De acordo com informações da Polícia Militar, ao tentarem abordar o homem na região de Guaianases, ele resistiu e, supostamente, disparou contra os policiais, que reagiram. O suspeito foi atingido e levado a uma unidade de saúde, mas não sobreviveu aos ferimentos. A ocorrência foi registrada no 68º Distrito Policial, localizado no Lageado.
A Polícia Militar informou que a eventual participação do homem na tentativa de homicídio contra o oficial será investigada pela polícia judiciária. O tenente Ronickson Pimentel foi alvo dos criminosos no último sábado (27) enquanto estava parado em um semáforo em São Caetano do Sul, na Grande São Paulo. Ele foi surpreendido por dois indivíduos que se aproximaram em uma motocicleta e dispararam contra ele.

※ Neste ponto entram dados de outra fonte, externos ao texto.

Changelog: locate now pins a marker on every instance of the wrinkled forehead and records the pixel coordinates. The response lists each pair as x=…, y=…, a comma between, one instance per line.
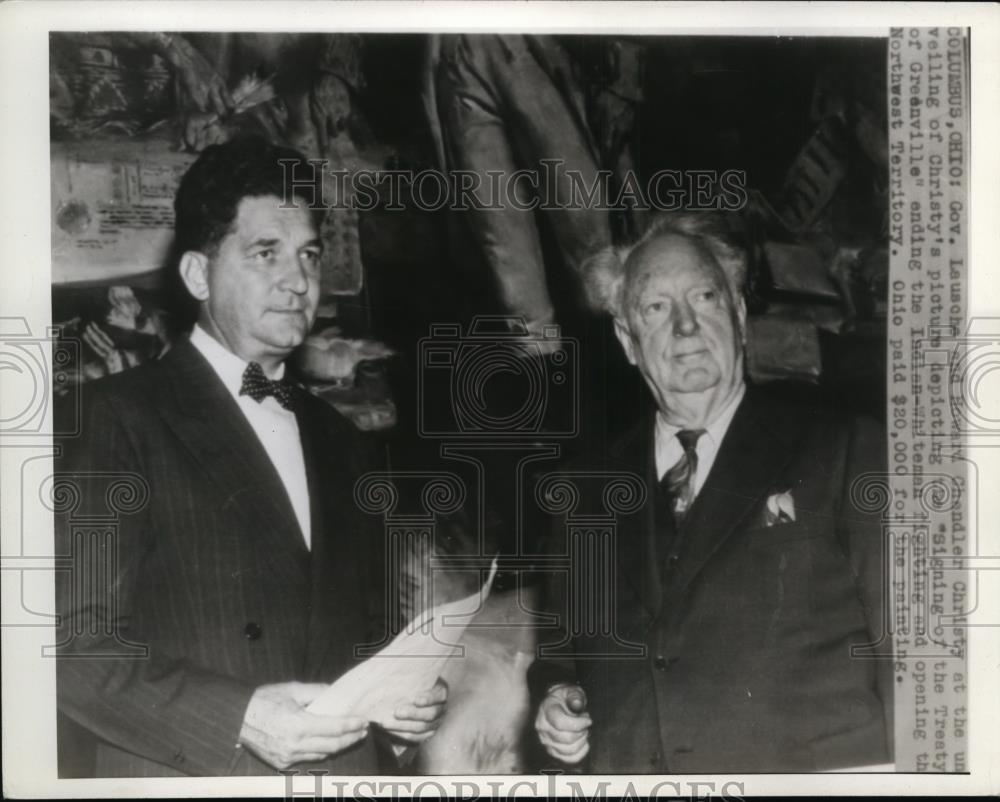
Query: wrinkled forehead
x=667, y=262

Após o ataque, Ronickson foi socorrido por um helicóptero Águia e atualmente se encontra internado na Unidade de Terapia Intensiva (UTI) do Hospital Estadual Mário Covas, em Santo André. A situação do policial é grave, e ele continua sob cuidados médicos intensivos.
Em relação ao atentado, dois homens foram presos temporariamente no domingo (28) e são investigados por terem fornecido apoio logístico aos atiradores, que continuam foragidos. Na quarta-feira, as autoridades também identificaram o suspeito que realizou os disparos contra o tenente.
O secretário da Segurança Pública, Nico Gonçalves, destacou que as investigações revelaram que um dos suspeitos monitorava a residência do policial antes do atentado, uma atividade que teria ocorrido cerca de três meses antes do ataque. Documentos obtidos pela investigação indicam que a ação criminosa foi complexa, envolvendo a utilização de três veículos para dar suporte aos atiradores, facilitar a fuga e ocultar provas.